El cúmulo de pruebas de la Guardia Civil en manos del juez Peinado demuestra también que a Pedro Sánchez se le acaba el tiempo. No ha podido, ni va a poder, aprobar su reforma judicial que buscaba escabechar a los jueces que instruyen los casos de corrupción de su familia y su Gobierno. De ahí, que Begoña Gómez siga aplastada por la tonelada de pruebas que apuntan a sus abusos y a los abusos del poder de su marido, quien intenta defenderse acusando a esos jueces de hacer política.

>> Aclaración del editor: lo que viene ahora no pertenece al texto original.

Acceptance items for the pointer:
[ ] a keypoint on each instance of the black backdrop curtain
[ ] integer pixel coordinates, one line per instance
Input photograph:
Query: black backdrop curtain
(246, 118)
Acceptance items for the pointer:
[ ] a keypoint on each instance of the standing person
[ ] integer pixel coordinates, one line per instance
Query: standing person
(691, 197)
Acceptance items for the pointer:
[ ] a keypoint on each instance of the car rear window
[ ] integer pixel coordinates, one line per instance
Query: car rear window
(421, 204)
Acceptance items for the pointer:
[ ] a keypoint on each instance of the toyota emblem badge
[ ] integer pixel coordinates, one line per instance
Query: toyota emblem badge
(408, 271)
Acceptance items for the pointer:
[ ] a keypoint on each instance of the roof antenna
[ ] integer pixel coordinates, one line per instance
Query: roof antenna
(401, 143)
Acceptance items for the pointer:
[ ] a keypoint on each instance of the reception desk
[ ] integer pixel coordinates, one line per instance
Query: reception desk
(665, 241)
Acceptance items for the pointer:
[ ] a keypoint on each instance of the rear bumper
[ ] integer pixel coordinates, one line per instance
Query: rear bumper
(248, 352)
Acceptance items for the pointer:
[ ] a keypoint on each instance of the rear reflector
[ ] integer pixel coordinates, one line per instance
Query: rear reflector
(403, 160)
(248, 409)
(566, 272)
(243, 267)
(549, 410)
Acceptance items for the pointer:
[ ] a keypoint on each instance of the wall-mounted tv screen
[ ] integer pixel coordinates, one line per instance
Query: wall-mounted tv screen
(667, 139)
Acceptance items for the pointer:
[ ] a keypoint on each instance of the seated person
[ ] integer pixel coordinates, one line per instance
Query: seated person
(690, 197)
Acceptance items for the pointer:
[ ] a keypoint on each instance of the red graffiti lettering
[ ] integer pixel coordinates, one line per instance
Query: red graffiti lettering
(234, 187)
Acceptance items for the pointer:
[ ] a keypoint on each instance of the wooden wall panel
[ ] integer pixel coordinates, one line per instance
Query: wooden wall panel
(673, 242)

A Pedro Sánchez, en efecto, se le acaba el tiempo por mucho que prolongue una legislatura que está en fase terminal. Es incapaz de aprobar una sola ley y, este mismo martes, ni ha presentado los presupuestos como le obliga la Constitución y denunciábamos en nuestro último editorial. Se le acaba el tiempo para recuperar el apoyo del golpista prófugo, a pesar de sus esfuerzos al enviar a Zapatero a Suiza. Y se le acaba el tiempo para salvar a su mujer de las garras de la Justicia, donde aparece atrapada por las muchas turbias maniobras que están saliendo a la luz. Ya sólo le queda aprovechar el tiempo que le queda para agitar las urnas a la espera de llenarlas con el voto de los inmigrantes nacionalizados y subvencionados y de los tataranietos de los republicanos que se exiliaron en Iberoamérica para huir de la dictadura de Franco. Ya sólo le queda el tiempo para intentar ganar las elecciones y perpetuarse en el poder e intentar evitar sentarse también en el banquillo de los acusados. Pues si su mujer fuera finalmente condenada quedaría demostrada la responsabilidad directa del presidente del Gobierno al haber preparado el terreno de La Moncloa para que su mujer pudiera organizar a sus anchas los tejemanejes que ahora investigan la Guardia Civil y el juez Peinado.